In essence, European leaders are discussing constitutional provisions originally designed for six states and developed to accommodate 15 and now 27 states. But the whole character of an organisation changes as its membership increases. Achieving a consensus among a partnership of 30 is many more times more difficult than achieving one among 15. 
Such questions will need to be addressed once the framework of the new treaty becomes clear. The sooner such discussions start the better, so that some conclusions may be available before 2009. 
As for Turkey, the French President has suggested that instead of joining the Union, it might position itself at the centre of a Mediterranean community, linked to, but not part of, the EU. Which other countries this community might embrace is not clear, however. Moreover, Turkey has made it clear it opposes being asked to take any path that does not end with EU membership.  
We shall need to see how much support Mr Sarkozy receives for his suggestion. Yet the idea of countries working together is surely a good one. I suggested something similar myself in an earlier article in this newsletter. (See http://www.birn.eu.com/en/58/10/1583/?ILStart=20 ) 

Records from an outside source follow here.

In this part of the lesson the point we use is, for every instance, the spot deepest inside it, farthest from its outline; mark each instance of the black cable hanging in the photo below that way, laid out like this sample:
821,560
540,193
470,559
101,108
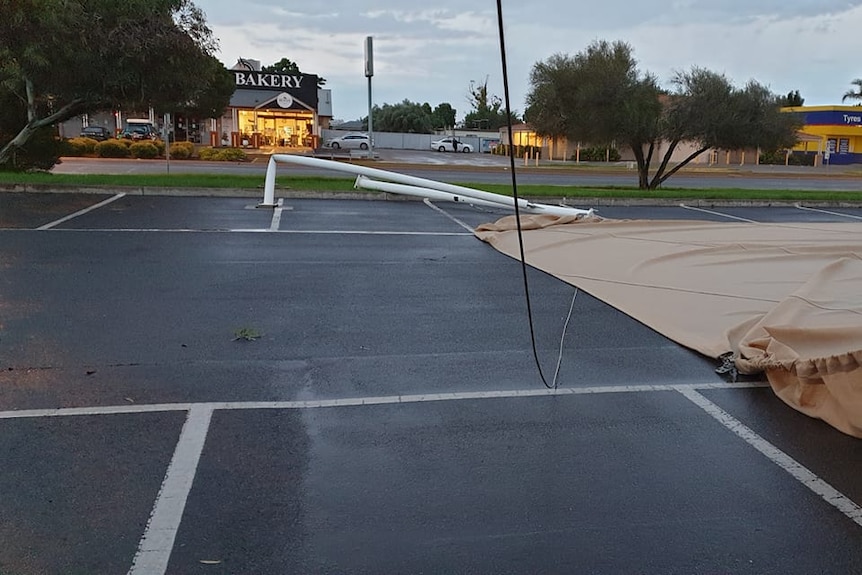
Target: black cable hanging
515,194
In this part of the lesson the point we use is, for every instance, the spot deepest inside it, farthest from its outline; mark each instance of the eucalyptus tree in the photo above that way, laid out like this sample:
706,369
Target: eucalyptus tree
62,58
854,94
600,96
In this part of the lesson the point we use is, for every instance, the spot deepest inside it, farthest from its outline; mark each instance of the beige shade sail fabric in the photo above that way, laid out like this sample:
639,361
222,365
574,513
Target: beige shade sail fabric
784,299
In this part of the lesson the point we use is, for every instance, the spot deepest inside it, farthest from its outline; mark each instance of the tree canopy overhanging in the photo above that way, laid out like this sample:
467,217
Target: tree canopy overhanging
600,96
63,58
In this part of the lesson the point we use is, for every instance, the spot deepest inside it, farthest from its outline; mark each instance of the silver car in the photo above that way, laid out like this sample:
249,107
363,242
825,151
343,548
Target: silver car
451,144
349,142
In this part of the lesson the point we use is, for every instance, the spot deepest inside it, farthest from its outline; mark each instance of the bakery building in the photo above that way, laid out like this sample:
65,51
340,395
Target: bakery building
272,110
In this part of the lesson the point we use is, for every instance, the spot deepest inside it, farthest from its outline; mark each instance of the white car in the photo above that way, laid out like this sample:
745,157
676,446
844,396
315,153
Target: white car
451,144
349,142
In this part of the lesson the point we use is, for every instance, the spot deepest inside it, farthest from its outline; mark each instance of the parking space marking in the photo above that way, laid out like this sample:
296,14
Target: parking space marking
428,203
259,231
801,473
81,212
154,550
839,214
714,213
158,539
371,400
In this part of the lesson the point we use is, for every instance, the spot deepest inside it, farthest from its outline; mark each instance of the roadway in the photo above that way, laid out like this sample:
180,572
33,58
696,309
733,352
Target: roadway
487,169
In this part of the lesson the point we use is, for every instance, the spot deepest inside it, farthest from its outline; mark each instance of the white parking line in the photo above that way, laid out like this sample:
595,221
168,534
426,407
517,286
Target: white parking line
359,401
158,539
801,473
154,550
81,212
428,203
253,231
714,213
839,214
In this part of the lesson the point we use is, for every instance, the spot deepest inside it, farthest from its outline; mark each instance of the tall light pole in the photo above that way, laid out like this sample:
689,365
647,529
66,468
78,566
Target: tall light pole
369,72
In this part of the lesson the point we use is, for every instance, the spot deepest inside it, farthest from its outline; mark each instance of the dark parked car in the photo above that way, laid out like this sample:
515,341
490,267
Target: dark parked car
96,133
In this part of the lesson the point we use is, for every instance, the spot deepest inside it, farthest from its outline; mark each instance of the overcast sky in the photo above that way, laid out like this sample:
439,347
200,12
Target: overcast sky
430,51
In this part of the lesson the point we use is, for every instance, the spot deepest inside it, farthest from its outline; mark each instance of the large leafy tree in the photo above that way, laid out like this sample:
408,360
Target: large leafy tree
406,117
62,58
486,109
443,116
854,94
599,96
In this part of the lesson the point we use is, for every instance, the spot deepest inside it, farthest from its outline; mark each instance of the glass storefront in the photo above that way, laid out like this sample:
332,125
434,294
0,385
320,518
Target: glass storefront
275,128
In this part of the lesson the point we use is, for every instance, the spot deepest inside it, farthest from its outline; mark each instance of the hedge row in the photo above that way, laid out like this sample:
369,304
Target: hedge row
122,148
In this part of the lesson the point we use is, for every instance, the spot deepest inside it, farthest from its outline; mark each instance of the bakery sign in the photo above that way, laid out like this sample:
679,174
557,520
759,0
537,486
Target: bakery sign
301,87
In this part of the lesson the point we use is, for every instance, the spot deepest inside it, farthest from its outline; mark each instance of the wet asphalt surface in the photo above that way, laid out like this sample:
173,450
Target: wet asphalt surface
139,302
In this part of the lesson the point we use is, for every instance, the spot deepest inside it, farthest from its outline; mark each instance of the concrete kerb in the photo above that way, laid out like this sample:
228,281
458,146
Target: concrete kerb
365,195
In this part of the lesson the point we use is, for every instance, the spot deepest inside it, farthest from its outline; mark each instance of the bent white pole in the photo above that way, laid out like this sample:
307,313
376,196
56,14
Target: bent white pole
269,183
368,184
404,190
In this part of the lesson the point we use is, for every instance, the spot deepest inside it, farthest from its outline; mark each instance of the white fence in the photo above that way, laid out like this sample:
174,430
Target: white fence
400,141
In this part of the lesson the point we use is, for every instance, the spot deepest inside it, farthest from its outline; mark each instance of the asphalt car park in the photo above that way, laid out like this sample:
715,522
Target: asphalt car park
199,385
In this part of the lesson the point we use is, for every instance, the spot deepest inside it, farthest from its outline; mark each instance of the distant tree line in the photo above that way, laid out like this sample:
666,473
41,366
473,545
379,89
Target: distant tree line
599,96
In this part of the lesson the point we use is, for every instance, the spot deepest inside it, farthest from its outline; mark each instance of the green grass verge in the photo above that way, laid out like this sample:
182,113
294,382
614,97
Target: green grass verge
240,182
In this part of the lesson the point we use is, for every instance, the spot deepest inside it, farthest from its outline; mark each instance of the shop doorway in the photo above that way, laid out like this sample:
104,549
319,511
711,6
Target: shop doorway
277,129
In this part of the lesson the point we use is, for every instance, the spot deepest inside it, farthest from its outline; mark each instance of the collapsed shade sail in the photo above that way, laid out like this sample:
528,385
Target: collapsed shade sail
784,299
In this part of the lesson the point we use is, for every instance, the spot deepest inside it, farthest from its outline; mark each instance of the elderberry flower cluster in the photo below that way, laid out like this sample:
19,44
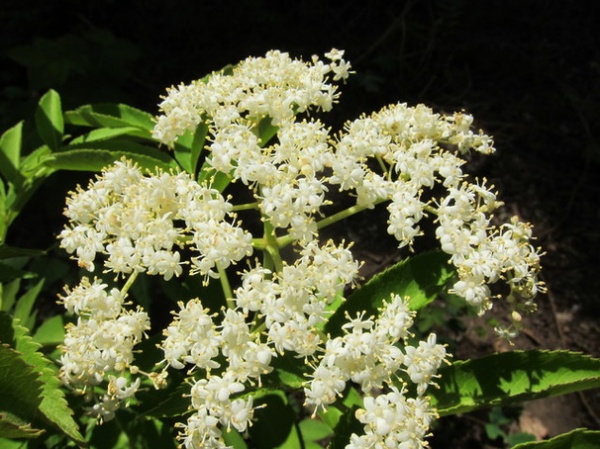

In the Western Balkans, a form of competitive entry in which states race to squeeze in under a closing door could be replaced by collective or community entry.  
A group of states that worked together to form common institutions and to meet EU entry requirements might join together, preserving some regional autonomy within the overall Union structure. 
Such "community" thinking may have a further advantage. It is hard to see any lasting stability for Kosovo outside a wider collective framework that embraces all relevant interests.  
Self-determination will no doubt ultimately prove the guiding principle in a final status settlement; it is hard to see where else the future of Kosovo could lie.  
But the more such a solution is wrapped in a community framework the less the trauma for all concerned. Thus, slow but surer progress could well be the message from this summit. 
Peter Sain ley Berry has worked as a consultant with various European companies and undertaken information work for the European Commission. He contributes a weekly political column to the Brussels based EUobserver and is the editor of Europaworld.